# Adopting a red tegu! Few questions..



## Harpoonius (Apr 25, 2015)

Hi, I am new to Tegu talk, so please excuse me if I am under the wrong board. I am adopting a 3 year old Red Tegu who has had stunted growth.. I have worked with Tegu's (B&W and blue) and Bosc monitors at my old work and have done extensive amounts of research, but have never actually fully owned one.. but I watched over a pet store while owners where away on vacation. I am going out and buying the materials to build a cage tomorrow, the dimensions will be 7 x 3 1/2 x 3 1/2, most likely if I am able to do bigger.. I will. However, he is only 2 ft at the moment, and in a 50 gallon tank with his owners that I am getting him from.
So anyhow my questions are, where do you buy Cypress mulch and Repti bark in bulk (2.0 cubic feet? I want to make sure he can dig..)? Also UVB, basking and nighttime bulbs in bulk or atleast a quantity of 3+ for a deal?
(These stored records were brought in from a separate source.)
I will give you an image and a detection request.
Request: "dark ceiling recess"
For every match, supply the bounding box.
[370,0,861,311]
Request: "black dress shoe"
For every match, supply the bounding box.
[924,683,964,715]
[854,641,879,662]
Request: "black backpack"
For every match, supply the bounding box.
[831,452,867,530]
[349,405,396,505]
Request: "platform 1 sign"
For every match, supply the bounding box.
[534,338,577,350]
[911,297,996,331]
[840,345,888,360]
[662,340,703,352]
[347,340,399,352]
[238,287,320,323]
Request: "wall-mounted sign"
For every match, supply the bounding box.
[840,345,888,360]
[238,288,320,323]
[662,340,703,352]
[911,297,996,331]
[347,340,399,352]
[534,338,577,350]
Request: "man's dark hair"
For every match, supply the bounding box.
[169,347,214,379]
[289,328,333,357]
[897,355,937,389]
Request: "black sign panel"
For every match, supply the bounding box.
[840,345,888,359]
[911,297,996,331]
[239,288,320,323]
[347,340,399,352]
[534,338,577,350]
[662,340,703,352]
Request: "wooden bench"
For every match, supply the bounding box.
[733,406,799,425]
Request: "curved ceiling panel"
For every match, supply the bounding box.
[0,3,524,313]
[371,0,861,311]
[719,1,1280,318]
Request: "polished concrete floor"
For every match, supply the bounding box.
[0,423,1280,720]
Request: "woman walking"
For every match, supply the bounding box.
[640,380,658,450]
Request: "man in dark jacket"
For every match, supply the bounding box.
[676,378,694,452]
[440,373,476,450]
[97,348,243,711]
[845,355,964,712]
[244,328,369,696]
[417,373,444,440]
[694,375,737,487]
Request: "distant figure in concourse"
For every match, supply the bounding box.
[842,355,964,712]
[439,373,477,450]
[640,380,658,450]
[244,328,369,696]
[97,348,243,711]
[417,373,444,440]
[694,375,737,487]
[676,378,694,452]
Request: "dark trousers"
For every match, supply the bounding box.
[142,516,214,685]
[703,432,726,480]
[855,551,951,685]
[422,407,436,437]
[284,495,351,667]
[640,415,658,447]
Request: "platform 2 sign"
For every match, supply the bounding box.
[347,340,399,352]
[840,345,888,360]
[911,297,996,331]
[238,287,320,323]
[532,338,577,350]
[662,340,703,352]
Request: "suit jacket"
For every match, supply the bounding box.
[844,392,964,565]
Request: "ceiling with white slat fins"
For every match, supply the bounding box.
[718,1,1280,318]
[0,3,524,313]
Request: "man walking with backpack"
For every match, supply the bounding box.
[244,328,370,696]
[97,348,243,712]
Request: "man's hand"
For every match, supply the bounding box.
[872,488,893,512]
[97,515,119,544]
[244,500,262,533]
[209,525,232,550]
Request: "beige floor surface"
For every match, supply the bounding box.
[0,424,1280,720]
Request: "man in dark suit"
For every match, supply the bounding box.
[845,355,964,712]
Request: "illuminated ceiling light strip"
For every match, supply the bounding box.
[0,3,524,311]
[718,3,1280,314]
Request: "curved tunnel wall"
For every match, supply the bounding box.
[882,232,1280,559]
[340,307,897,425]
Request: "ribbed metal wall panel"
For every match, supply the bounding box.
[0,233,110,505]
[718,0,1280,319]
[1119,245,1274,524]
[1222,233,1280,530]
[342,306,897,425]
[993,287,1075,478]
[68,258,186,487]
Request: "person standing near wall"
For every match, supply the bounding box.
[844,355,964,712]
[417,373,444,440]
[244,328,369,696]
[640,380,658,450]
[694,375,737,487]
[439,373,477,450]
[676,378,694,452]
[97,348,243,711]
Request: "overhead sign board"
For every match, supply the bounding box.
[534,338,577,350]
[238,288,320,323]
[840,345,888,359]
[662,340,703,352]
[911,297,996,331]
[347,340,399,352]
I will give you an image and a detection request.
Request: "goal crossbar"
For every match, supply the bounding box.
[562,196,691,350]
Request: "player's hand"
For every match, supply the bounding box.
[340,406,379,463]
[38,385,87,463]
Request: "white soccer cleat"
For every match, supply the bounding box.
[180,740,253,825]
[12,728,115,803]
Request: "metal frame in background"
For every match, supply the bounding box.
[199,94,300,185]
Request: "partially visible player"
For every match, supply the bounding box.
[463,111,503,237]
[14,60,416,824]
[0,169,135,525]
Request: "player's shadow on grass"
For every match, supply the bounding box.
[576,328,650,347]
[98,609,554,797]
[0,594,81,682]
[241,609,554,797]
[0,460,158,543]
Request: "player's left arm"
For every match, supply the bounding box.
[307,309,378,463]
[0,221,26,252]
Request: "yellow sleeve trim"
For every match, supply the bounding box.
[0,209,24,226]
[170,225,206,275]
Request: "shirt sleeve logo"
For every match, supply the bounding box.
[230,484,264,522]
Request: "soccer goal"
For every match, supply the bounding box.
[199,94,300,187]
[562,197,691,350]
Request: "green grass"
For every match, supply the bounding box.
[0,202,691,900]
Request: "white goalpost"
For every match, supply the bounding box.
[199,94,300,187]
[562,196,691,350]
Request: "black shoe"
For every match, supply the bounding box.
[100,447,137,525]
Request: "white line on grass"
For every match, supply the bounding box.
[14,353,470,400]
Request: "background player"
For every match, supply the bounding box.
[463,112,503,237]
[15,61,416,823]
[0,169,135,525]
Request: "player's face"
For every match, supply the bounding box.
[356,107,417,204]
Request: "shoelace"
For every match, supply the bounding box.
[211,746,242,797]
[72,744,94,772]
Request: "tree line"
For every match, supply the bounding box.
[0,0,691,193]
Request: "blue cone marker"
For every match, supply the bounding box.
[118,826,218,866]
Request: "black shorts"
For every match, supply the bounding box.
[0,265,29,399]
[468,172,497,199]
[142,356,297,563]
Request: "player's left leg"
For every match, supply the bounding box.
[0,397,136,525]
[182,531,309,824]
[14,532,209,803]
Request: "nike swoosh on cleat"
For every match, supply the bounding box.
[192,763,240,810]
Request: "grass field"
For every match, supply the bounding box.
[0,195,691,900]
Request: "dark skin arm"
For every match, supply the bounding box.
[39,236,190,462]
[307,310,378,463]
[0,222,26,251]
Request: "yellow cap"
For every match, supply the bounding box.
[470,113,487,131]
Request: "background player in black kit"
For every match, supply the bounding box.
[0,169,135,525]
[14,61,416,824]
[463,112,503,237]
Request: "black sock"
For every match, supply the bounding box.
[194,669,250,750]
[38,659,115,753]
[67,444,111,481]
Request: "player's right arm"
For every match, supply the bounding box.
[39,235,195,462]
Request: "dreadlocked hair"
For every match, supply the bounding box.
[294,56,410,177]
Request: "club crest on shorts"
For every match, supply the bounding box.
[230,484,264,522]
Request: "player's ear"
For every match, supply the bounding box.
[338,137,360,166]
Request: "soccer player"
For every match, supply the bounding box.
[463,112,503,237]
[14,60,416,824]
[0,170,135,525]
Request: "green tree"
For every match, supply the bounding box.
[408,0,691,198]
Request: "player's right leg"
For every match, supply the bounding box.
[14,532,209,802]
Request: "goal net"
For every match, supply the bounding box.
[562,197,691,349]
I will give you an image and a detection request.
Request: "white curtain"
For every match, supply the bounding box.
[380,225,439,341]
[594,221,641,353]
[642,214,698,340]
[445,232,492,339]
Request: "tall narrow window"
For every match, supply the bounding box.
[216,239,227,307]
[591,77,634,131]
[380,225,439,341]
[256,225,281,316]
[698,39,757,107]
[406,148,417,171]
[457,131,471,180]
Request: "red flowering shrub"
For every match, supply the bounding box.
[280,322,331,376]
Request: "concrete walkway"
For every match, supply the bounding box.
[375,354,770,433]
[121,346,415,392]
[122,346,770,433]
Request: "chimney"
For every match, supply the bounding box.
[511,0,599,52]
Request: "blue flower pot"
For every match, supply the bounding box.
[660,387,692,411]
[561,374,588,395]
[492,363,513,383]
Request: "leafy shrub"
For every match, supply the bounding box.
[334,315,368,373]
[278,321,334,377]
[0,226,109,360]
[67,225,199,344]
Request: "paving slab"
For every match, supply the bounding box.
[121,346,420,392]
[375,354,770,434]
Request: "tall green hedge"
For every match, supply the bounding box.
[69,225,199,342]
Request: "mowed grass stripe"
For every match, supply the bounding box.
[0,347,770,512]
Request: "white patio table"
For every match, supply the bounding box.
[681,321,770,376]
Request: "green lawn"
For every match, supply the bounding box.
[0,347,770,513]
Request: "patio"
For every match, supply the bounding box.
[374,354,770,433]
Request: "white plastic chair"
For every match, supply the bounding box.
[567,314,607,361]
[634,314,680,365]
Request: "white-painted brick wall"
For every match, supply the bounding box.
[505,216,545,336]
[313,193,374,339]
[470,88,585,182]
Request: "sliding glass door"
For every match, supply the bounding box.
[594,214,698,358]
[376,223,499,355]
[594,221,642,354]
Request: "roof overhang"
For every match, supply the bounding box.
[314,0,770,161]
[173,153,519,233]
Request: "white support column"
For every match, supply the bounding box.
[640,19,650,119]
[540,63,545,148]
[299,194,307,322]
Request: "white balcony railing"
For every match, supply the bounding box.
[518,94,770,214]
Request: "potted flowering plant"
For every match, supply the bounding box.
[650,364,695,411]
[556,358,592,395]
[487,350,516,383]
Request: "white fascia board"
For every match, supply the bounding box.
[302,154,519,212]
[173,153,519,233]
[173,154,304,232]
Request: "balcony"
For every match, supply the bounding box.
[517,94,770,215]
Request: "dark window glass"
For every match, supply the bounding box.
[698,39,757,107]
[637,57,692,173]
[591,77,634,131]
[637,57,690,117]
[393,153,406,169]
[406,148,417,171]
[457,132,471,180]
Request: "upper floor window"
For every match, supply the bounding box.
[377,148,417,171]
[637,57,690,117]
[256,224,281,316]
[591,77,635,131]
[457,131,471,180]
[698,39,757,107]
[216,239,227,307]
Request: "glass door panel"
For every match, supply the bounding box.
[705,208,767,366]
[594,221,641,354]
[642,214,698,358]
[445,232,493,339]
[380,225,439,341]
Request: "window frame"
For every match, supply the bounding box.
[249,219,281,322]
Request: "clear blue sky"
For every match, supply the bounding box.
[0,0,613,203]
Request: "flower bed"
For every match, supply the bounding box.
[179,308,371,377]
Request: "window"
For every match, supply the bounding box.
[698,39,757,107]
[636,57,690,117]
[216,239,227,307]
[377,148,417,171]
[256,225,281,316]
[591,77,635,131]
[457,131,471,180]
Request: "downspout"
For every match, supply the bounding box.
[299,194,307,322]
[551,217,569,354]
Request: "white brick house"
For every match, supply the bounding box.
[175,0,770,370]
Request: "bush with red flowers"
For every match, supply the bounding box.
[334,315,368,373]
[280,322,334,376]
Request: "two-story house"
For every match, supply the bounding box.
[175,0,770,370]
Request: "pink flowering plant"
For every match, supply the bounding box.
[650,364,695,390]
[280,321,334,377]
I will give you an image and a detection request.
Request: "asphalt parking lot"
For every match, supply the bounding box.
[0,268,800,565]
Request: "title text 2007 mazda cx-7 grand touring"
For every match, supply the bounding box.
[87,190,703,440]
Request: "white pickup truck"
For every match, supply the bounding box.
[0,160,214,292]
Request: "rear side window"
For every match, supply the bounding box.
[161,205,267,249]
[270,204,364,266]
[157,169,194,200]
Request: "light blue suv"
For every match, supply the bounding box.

I like to stock up on things. 
What diet do you specifically feed your Red Tegu? I know of a food plan I have in mind already to get him growing hopefully, but I'm just curious what you guys feed your red tegus because I like to know the opinions of different people.. Thank you.


----------



## N8bub (Apr 25, 2015)

Lowes or home depot for Cypress mulch. 3 bucks a bag. Never had a red but I hear they need a little more fruit than the others and like it humid . Reptileuv.com for megarays, these are excellent mvb bulbs and reasonably priced.


----------